Die Zweifel an dem Land steigen, weil sich dessen Lage gefährlich zuspitzt
Mitten im Tourismus-Sommer ist die Arbeitslosigkeit im August gestiegen. Nach der leichten Entspannung in den Vormonaten gingen erneut 40.000 Stellen verloren. Doch die Sozialversicherung hat sogar 140.000 Beitragszahler verloren. Da viele Arbeitslose auch über befristete Beschäftigung in der Tourismusindustrie keinen Anspruch auf Arbeitslosengeld erworben haben, fallen sie aus der Statistik des Arbeitsministeriums heraus, das 4,6 Millionen Arbeitslose zählt. Das Statistikamt spricht schon von 5,7 Millionen und einer Quote von 25 Prozent.
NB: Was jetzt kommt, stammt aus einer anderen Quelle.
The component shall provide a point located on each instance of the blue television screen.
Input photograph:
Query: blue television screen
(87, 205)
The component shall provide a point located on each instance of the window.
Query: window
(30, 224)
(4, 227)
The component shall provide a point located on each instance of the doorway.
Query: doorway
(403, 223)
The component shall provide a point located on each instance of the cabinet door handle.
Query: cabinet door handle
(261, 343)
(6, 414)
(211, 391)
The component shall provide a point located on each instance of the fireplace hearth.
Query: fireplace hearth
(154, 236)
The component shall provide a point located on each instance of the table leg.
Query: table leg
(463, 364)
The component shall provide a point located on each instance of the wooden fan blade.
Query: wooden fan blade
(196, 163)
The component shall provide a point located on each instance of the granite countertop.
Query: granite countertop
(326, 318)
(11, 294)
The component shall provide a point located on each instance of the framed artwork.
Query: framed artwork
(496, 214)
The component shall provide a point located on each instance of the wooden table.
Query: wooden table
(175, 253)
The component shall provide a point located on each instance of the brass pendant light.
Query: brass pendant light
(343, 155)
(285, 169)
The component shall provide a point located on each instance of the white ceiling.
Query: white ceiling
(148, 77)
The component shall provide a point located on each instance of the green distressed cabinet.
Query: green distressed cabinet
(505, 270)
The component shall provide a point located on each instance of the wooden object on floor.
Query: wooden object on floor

Nun laufen viele befristete Verträge aus und eine Kündigungswelle im öffentlichen Dienst hat auf Grund des harten Sparkurses erst begonnen. Die Arbeitslosigkeit zehrt an den Sozialkassen. Erstmals musste die Rentenversicherung auf Reserven zurückgreifen, weil die Einnahmen die Ausgaben nicht mehr decken. Im Juli wurden 4,4 Milliarden Euro entnommen, um Renten bezahlen zu können. 8,1 Millionen Rentner stehen nur noch knapp 17 Millionen Beitragszahlern gegenüber. Auch hier drohen bald neue Löcher in den Staatsfinanzen.
Einige Regionen stehen vor der Pleite und brauchen Geld von der Zentralregierung, weil sie schon von den Finanzmärkten abgeschnitten sind. Katalonien hat einen Rettungsantrag beim nationalen Rettungsfonds (FLA) gestellt und braucht mehr als fünf Milliarden Euro, um fällige Anleihen bezahlen zu können. Hatte Valencia bisher den Finanzbedarf auf 3,5 Milliarden beziffert, will es nun 4,5 Milliarden beantragen. Diese beiden Regionen schöpfen also mehr als die Hälfte der 18 Milliarden Euro aus, mit denen Madrid den FLA nur ausstatten will.
Doch auch Murcia, Kastilien-La Mancha, Andalusien und andere brauchen dringend Geld. Insgesamt 35 Milliarden Euro zur Refinanzierung alter Schulden müssen die Regionen 2012 noch aufbringen. Dazu fehlt ihnen oft Geld, um ihre Rechnungen zu bezahlen. Andalusien braucht schnell eine Milliarde Euro und will eine Vorauszahlung aus Madrid, noch bevor der FLA arbeitsfähig ist, der im September starten soll. Die bevölkerungsreichste spanische Region hofft, mit dieser Summe die erste Zeit überbrücken zu können.
Da noch immer keine Tranche zur Rettung spanischer Banken geflossen ist, braucht auch die große verstaatlichte Bankia-Bank nun schnell 4,5 Milliarden Euro aus der Staatskasse, um Verluste aus dem ersten Halbjahr abzudecken. Mit sofortiger Wirkung springt die Regierung über den Bankenrettungsfonds (FROB) ein, um sicherzustellen, dass die Bank über die gesetzlich vorgeschrieben Eigenkapitalquote verfügt. Die Summe toxischer Immobilienkredite ist allein bei den vier bisher verstaatlichten Banken im ersten Halbjahr um 19 Milliarden Euro auf 75 Milliarden Euro gestiegen. Nach Angaben der gut informierten Zeitung El País traut man in Brüssel den Zahlen nicht, die spanische Konservative liefern. Im Juli hatte der Wirtschaftsminister De Guindos behauptet, die erste Tranche in Höhe von 30 Milliarden Euro für die Bankenrettung werde in wenigen Tagen oder Wochen überwiesen, doch bisher ist nichts geschehen. Die EU-Kommission wolle noch die Ergebnisse der Prüfungsgesellschaften abwarten, bevor real ausgezahlt wird.